To process data with offset or size that is not a multiple of the I/O block size, you can use a numeric string n that ends in the letter ‘B’. For example, the following shell commands copy data in 1 MiB blocks between a flash drive and a tape, but do not save or restore a 512-byte area at the start of the flash drive:

flash=/dev/sda
tape=/dev/st0

# Copy all but the initial 512 bytes from flash to tape.
dd if=$flash iseek=512B bs=1MiB of=$tape

# Copy from tape back to flash, leaving initial 512 bytes alone.
dd if=$tape bs=1MiB of=$flash oseek=512B

For failing storage devices, other tools come with a great variety of extra functionality to ease the saving of as much data as possible before the device finally dies, e.g. GNU ddrescue. However, in some cases such a tool is not available or the administrator feels more comfortable with the handling of dd. As a simple rescue method, call dd as shown in the following example: the operand ‘conv=noerror,sync’ is used to continue after read errors and to pad out bad reads with NULs, while ‘iflag=fullblock’ caters for short reads (which traditionally never occur on flash or similar devices):

# Rescue data from an (unmounted!) partition of a failing device.
dd conv=noerror,sync iflag=fullblock </dev/sda1 > /mnt/rescue.img

Sending an ‘INFO’ signal (or ‘USR1’ signal where that is unavailable) to a running dd process makes it print I/O statistics to standard error and then resume copying. In the example below, dd is run in the background to copy 5GB of data. The kill command makes it output intermediate I/O statistics, and when dd completes normally or is killed by the SIGINT signal, it outputs the final statistics.

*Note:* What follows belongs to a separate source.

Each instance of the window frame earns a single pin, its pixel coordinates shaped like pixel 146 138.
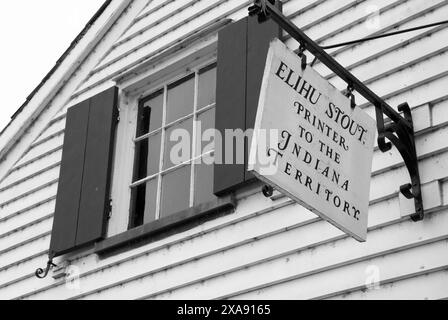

# Ignore the signal so we never inadvertently terminate the dd child.
# (This is not needed when SIGINFO is available.)
trap '' USR1

# Run dd with the fullblock iflag to avoid short reads
# which can be triggered by reception of signals.
dd iflag=fullblock if=/dev/zero of=/dev/null count=5000000 bs=1000 & pid=$!

# Output stats every second.
while kill -s USR1 $pid 2>/dev/null; do sleep 1; done

The above script will output in the following format:

3441325+0 records in
3441325+0 records out
3441325000 bytes (3.4 GB, 3.2 GiB) copied, 1.00036 s, 3.4 GB/s
5000000+0 records in
5000000+0 records out
5000000000 bytes (5.0 GB, 4.7 GiB) copied, 1.44433 s, 3.5 GB/s

The ‘status=progress’ operand periodically updates the last line of the transfer statistics above.

On systems lacking the ‘INFO’ signal dd responds to the ‘USR1’ signal instead, unless the POSIXLY_CORRECT environment variable is set.

An exit status of zero indicates success, and a nonzero value indicates failure.